Para isso, Anziska se baseou essencialmente em fontes diplomáticas estadunidenses. Agora volta à carga e aprofunda-se no tema. Em seu livro Preventing Palestine: A Political History From Camp David to Oslo, [Impedir a Palestina: uma história política desde Camp David até Oslo], um estudo da diplomacia estadunidenses no Oriente Médio durante o período que vai dos Acordos de Camp David (1977) até os Acordos de Oslo (1993)1, dedica cerca de vinte páginas aos massacres de Sabra e Chatila. Esta vez, teve acesso a novas foontes, inclusive documentos classificados do trabalho da famosa Comissão Kahane que avaliou em Israel as responsabilidades de dirigentes nestes crimes2.

Golpe de força de Israel

Anziska recorda que pouco antes dos massacres, Israel havia conseguido uma semi-vitória de facto com a expulsão (negociada) dos combatentes palestinos da OLP do Líbano para a Tunísia e outros países árabes. Mas uma vez evacuadas as forças palestinas, o presidente estadunidense Ronald Reagan pronunciou em 1 de setembro de 1982 o único discurso relevante que dedicou em seus dois mandatos ao conflito israelense-palestino. Expôs nele seu “plano” para o futuro. Sem considerar [a criação de] um Estado palestino, apoio a evacuação israelense dos territórios ocupados da Cisjordânia e Gaza. Seu objetivo era “reconciliar os legítimos problemas de segurança de Israel com os direitos legítimos dos palestinos”. Portanto propunha a abertura de negociações durante o qual os Estados Unidos exigiria a Israel “congelar imediatamente toda colonização”. Finalmente, o presidente dos Estados Unidos especificava que “os palestinos devem desempenhar um papel preponderante na determinação de seu próprio futuro”.

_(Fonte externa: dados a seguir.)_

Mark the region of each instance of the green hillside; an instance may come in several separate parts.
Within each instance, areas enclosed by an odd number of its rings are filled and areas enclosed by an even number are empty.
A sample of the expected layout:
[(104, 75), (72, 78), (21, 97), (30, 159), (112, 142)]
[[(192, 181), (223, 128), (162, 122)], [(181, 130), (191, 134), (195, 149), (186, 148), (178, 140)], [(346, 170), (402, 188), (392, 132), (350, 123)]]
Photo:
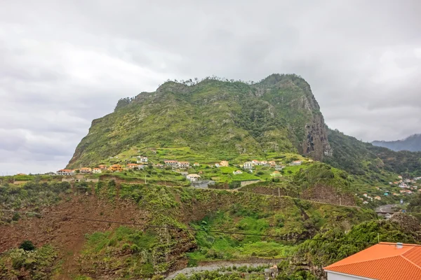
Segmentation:
[(330, 150), (319, 105), (300, 77), (274, 74), (255, 84), (207, 78), (168, 81), (121, 100), (114, 113), (93, 121), (68, 167), (133, 148), (186, 147), (220, 160), (288, 152), (321, 160)]

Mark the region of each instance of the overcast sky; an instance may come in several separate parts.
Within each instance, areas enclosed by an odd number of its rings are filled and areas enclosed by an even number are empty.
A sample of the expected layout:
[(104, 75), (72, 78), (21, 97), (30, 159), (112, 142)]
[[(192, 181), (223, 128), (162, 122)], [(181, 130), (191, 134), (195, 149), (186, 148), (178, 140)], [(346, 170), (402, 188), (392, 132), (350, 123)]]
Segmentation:
[(168, 78), (295, 73), (331, 128), (420, 133), (420, 15), (418, 0), (2, 1), (0, 175), (64, 167), (93, 119)]

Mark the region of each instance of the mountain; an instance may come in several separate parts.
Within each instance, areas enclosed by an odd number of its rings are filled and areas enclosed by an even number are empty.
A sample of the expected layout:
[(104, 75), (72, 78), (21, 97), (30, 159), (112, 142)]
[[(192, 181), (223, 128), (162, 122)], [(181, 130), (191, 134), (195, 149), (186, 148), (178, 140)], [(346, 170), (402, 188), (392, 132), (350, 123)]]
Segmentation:
[(328, 130), (328, 137), (335, 152), (323, 161), (333, 167), (376, 180), (380, 179), (379, 174), (385, 170), (421, 176), (421, 152), (395, 152), (362, 142), (337, 130)]
[(208, 78), (167, 81), (119, 102), (94, 120), (69, 168), (95, 165), (131, 148), (183, 148), (208, 161), (293, 153), (321, 160), (332, 150), (309, 85), (273, 74), (257, 83)]
[(410, 152), (421, 151), (421, 134), (414, 134), (403, 140), (398, 141), (374, 141), (374, 146), (389, 148), (392, 150), (409, 150)]

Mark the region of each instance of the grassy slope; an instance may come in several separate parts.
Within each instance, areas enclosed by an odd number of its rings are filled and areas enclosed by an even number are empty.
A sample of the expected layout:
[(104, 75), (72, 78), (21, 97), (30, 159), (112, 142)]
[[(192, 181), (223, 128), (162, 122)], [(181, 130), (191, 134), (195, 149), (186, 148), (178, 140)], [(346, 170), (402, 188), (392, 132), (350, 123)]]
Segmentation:
[(304, 80), (283, 76), (276, 83), (168, 82), (95, 120), (69, 167), (96, 164), (133, 147), (188, 147), (190, 156), (182, 157), (204, 162), (297, 152), (318, 110), (303, 105), (314, 99)]
[[(80, 189), (81, 193), (89, 193), (90, 189), (80, 185), (75, 188), (76, 192)], [(65, 183), (29, 183), (19, 188), (2, 188), (11, 200), (20, 202), (5, 204), (14, 209), (33, 209), (60, 201), (54, 197), (74, 195)], [(29, 190), (33, 192), (28, 192)], [(52, 197), (51, 201), (47, 204), (37, 204), (36, 198), (46, 193)], [(124, 225), (88, 234), (78, 262), (80, 279), (83, 276), (96, 279), (104, 275), (147, 277), (167, 271), (192, 249), (195, 251), (188, 255), (190, 264), (203, 260), (286, 255), (293, 241), (299, 237), (312, 236), (323, 228), (349, 229), (350, 225), (374, 217), (373, 212), (358, 209), (226, 190), (135, 184), (121, 184), (119, 187), (110, 181), (97, 183), (95, 194), (102, 200), (125, 200), (136, 203), (140, 209), (149, 213), (149, 223), (182, 228), (191, 226), (203, 231), (194, 233)], [(32, 195), (35, 200), (31, 204), (29, 201)], [(216, 234), (209, 231), (213, 229), (277, 234), (289, 241), (283, 243), (273, 238)], [(57, 252), (58, 255), (63, 253)], [(0, 255), (0, 265), (5, 263), (8, 270), (11, 270), (11, 253), (12, 251)], [(50, 270), (48, 273), (53, 272)]]

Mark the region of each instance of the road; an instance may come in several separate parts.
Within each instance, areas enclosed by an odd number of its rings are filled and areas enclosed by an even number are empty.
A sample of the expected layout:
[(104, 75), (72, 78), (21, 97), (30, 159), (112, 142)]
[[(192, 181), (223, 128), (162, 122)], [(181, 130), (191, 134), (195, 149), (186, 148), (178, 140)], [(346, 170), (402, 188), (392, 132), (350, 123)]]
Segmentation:
[(382, 205), (375, 209), (376, 212), (396, 212), (392, 209), (393, 207), (399, 204), (386, 204)]

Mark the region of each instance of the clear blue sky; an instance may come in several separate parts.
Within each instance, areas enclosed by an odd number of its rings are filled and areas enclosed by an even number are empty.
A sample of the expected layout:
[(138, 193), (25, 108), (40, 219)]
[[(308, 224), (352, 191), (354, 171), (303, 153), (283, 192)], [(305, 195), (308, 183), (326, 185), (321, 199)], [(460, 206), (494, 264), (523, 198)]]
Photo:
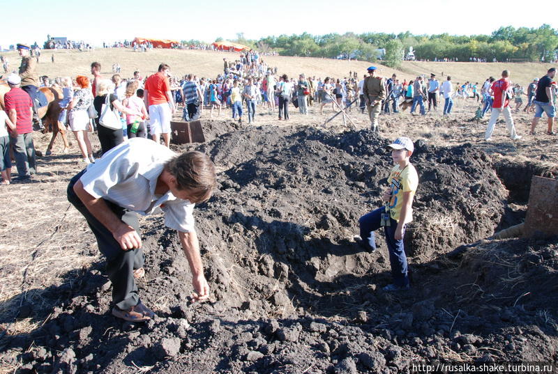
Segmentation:
[[(352, 31), (490, 34), (501, 26), (558, 28), (555, 12), (487, 0), (22, 0), (3, 8), (0, 46), (66, 36), (95, 45), (135, 36), (213, 42)], [(517, 5), (515, 5), (517, 4)], [(524, 11), (525, 10), (525, 11)], [(8, 17), (8, 15), (13, 15)]]

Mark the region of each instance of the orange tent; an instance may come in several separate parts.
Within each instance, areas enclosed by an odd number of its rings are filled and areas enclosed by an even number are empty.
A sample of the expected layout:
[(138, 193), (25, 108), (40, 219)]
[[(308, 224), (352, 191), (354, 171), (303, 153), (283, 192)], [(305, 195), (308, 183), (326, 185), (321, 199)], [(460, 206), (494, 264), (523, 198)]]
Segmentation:
[(169, 39), (147, 39), (145, 38), (135, 38), (132, 44), (145, 44), (150, 42), (154, 48), (172, 48), (174, 45), (179, 45), (180, 42), (177, 40)]
[(241, 44), (227, 41), (215, 42), (211, 43), (211, 45), (220, 51), (230, 51), (231, 49), (232, 49), (234, 50), (234, 52), (239, 52), (241, 51), (250, 51), (252, 49), (252, 48), (250, 47), (246, 47), (246, 45), (243, 45)]

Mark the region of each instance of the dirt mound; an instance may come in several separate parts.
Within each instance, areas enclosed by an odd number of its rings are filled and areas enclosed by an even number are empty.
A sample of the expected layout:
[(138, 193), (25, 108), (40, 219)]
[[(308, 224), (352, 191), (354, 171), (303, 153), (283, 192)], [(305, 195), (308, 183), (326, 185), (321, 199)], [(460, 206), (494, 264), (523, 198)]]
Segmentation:
[(527, 203), (531, 180), (534, 176), (558, 178), (558, 166), (550, 162), (518, 160), (509, 157), (496, 156), (495, 168), (502, 182), (511, 191), (510, 200)]

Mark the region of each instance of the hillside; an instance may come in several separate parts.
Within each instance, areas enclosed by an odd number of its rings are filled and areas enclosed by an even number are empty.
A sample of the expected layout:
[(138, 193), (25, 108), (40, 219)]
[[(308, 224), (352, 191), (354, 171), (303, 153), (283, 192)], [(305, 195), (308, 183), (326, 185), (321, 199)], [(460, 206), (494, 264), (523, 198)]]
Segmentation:
[[(51, 56), (54, 55), (54, 63)], [(3, 54), (10, 63), (10, 69), (17, 69), (20, 57), (16, 52)], [(121, 66), (121, 75), (131, 77), (134, 70), (142, 75), (154, 72), (159, 63), (165, 62), (171, 66), (174, 75), (182, 76), (193, 72), (200, 77), (215, 77), (223, 69), (223, 59), (237, 58), (238, 53), (198, 50), (154, 49), (149, 52), (134, 52), (132, 49), (98, 49), (91, 52), (68, 50), (45, 50), (38, 65), (38, 73), (54, 77), (63, 75), (75, 77), (80, 74), (89, 75), (89, 65), (93, 61), (99, 61), (103, 72), (107, 76), (112, 74), (112, 66), (118, 62)], [(277, 66), (279, 72), (289, 77), (301, 72), (307, 75), (325, 77), (326, 76), (343, 77), (349, 71), (357, 71), (360, 77), (365, 73), (366, 68), (372, 63), (367, 61), (339, 61), (326, 59), (265, 56), (263, 57), (271, 66)], [(405, 61), (400, 70), (386, 68), (379, 63), (380, 73), (384, 77), (393, 72), (402, 78), (409, 79), (420, 74), (434, 72), (442, 77), (450, 75), (454, 82), (469, 80), (481, 82), (488, 77), (499, 77), (502, 70), (509, 69), (511, 79), (526, 84), (535, 77), (542, 77), (548, 64), (535, 63), (442, 63)]]

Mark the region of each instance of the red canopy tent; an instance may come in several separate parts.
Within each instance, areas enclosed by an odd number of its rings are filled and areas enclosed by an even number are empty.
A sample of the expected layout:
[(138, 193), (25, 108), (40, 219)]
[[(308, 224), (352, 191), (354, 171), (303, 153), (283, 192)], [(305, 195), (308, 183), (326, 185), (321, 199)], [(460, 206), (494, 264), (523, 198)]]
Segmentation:
[(211, 45), (220, 51), (230, 51), (231, 49), (234, 49), (234, 52), (239, 52), (241, 51), (250, 51), (252, 49), (250, 47), (227, 41), (215, 42), (211, 43)]
[(178, 40), (171, 40), (170, 39), (148, 39), (146, 38), (135, 38), (132, 44), (145, 44), (150, 42), (154, 48), (172, 48), (174, 45), (179, 45)]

O primeiro-ministro israelense, Menachem Begin, reagiu com ira. Num discurso dirigido a Reagan e depois de evocar direitos bíblicos dos judeus aos territórios palestinos, proclamou que a via aberta pelo presidente dos EUA conduzia inevitavelmente ao estabelecimento de um Estado palestino. Era inaceitável para Israel: “Imediatamente terá você uma base soviética no coração do Oriente Médio”. As relações entre Estados Unidos e Israel experimentaram então uma fase de tensão.

“É hora de assinar um acordo de paz”

Quando a Begin, numa reunião com Bashir Gemayel, dirigente das falanges cristãs recém eleito presidente do Líbano por um Parlamento reunido sob mando do governo de Israel, afirma sem rodeios que “dado que Israel lhe fez ganar a presidência e livrou seu país dos combatentes da OLP, era o momento de assinar assinar um acordo de paz” com ele. Gemayel se surpreende pela “forma abrupta” e o menosprezo mostrado pelo seu interlocutor mas não terá tempo de pensar muito em sua proposta. Em 14 de setembro foi assassinado por uma bomba colocada em seu quartel general.

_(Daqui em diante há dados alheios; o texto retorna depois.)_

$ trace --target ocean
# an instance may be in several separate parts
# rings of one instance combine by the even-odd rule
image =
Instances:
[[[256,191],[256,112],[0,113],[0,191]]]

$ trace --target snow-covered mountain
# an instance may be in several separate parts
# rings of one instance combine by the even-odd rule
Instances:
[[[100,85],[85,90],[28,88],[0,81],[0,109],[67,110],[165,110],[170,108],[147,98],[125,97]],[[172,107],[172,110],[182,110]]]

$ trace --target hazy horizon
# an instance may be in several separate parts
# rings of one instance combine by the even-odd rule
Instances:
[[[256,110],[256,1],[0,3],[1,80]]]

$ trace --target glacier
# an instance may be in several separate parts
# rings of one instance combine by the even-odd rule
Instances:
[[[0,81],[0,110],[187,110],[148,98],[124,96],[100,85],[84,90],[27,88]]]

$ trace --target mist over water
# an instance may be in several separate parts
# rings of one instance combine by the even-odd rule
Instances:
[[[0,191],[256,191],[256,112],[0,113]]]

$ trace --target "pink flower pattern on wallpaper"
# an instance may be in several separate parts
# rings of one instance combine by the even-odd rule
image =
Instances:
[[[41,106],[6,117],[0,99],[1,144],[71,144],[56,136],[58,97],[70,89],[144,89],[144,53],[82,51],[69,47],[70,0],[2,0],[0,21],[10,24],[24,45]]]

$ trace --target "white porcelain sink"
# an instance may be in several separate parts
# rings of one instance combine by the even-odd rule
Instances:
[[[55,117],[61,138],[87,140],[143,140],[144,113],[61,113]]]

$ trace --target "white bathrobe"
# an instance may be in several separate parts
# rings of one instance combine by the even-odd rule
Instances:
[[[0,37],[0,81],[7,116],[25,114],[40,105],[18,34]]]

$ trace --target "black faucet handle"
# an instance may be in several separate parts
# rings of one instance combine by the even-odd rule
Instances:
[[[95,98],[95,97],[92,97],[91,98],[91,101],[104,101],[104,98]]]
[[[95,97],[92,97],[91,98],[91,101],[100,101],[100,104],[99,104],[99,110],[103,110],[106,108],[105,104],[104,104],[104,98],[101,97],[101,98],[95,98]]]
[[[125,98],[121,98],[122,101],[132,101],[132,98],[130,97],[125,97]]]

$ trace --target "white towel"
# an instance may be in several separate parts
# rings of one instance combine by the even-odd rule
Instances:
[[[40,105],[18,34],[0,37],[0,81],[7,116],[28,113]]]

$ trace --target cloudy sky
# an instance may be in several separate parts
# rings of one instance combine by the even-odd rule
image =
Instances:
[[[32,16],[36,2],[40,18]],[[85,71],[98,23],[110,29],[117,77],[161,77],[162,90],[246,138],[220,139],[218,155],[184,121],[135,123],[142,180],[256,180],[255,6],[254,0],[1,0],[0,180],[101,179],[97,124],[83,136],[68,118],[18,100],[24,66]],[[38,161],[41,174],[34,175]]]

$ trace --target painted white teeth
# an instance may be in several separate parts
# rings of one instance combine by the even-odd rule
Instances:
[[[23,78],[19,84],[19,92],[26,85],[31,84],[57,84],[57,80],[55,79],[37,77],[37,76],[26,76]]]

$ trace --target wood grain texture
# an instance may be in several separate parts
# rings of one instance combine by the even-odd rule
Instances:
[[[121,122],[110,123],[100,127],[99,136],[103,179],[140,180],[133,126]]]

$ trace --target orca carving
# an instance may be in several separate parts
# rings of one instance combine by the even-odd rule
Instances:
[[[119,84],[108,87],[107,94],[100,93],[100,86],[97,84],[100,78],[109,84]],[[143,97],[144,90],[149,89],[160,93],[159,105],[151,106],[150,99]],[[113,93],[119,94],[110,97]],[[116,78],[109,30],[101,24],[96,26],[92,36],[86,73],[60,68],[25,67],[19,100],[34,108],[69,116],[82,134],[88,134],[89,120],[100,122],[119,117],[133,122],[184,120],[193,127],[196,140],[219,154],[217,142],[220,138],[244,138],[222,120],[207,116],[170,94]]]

Na manhã seguinte, violando o cessar-fogo e a exigência estadunidenses, o exército israelense ocupa Beirute. Uma “medida de precaução”, diz Begin aos estadunidenses. No dia 16, os falangistas cristãos entram nos dois acampamentos palestinos. São os israelenses que lhes permitem cruzar suas linhas. Pior ainda: lhes brindam apoio logístico (concretamente, iluminando os acampamentos à noite).

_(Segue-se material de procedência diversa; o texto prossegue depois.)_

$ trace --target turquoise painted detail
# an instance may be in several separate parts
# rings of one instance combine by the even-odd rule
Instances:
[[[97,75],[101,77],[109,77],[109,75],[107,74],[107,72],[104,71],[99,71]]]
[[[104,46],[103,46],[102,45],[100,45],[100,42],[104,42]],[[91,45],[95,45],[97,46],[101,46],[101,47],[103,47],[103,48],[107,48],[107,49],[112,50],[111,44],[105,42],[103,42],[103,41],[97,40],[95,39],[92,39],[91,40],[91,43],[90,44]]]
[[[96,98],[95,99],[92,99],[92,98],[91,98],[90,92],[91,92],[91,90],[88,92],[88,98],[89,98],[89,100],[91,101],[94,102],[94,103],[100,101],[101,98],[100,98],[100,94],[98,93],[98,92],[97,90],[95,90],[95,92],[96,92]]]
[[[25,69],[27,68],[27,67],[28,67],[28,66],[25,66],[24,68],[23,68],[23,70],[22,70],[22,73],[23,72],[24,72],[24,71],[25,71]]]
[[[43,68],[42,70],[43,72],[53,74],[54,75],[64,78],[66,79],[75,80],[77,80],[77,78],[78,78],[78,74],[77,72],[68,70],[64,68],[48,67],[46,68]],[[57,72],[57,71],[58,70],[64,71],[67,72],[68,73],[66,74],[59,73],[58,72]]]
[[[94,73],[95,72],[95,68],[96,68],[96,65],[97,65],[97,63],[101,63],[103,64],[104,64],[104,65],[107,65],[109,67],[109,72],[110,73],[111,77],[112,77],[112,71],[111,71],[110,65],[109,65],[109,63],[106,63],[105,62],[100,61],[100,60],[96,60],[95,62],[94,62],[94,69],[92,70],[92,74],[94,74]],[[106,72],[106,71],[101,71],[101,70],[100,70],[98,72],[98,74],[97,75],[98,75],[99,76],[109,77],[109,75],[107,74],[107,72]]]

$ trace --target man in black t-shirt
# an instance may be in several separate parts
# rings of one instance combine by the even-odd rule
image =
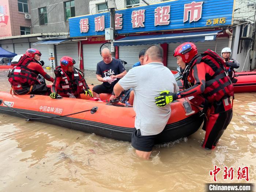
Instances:
[[[121,61],[111,57],[111,52],[107,48],[101,51],[103,60],[97,64],[96,77],[98,81],[103,82],[100,85],[96,85],[93,89],[93,97],[99,98],[100,93],[112,93],[110,99],[115,97],[113,89],[116,84],[127,73]],[[103,78],[110,77],[117,80],[110,84]]]

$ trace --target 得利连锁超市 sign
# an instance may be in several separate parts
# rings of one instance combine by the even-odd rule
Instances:
[[[116,11],[119,34],[232,24],[234,0],[179,0]],[[110,27],[109,13],[70,18],[70,37],[102,35]]]

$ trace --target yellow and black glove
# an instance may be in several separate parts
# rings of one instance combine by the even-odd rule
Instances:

Do artigo escrito há seis anos se concluía que os israelenses haviam imposto com determinação seu ponto de vista aos estadunidenses e que não podiam obrigá-los a deter os massacres. Em 17, o enviado especial estadunidense no Líbano, Draper, e o embaixador em Tel Aviv, Sam Lewis, se reuniram com o ministro da Defesa Ariel Sharon, o chefe de gabinete Rafael Eitan e o chefe da inteligência militar Yehoshua Saguy. Draper exigiu a Israel que as Falanges se retirassem dos acampamentos. Saguy se negou. Quando Draper insistiu, o general israelense respondeu sorrindo: “E quem vai impedir que fiquem?”. 3

Mais tarde, os israelenses elaboraram a lista dos acampamentos que era preciso “limpar os terroristas” afirmando falsamente que ainda restavam neles combatentes palestinos. Draper, preocupado observou: “Haverá quem diga que as FDI ficam em Beirute para permitir que os libaneses matem os palestinos nos acampamentos”. Ao que Sharon respondeu: “Então nós os mataremos. Não restará um. […] Se vocês não querem que os libaneses os matem, mataremos nós. Como estava dizendo, vocês farão o quê?” Os israelenses conseguiram dos estadunidenses que os falangistas permanecessem nos acampamentos durante outras 48 horas a mais. O resultado é bem conhecido: entre 800 e 2000 pessoas assassinadas ou desaparecidas. Mulheres estupradas, meninos e anciãos assassinados a tiros, homens levados a destinos sem retorno.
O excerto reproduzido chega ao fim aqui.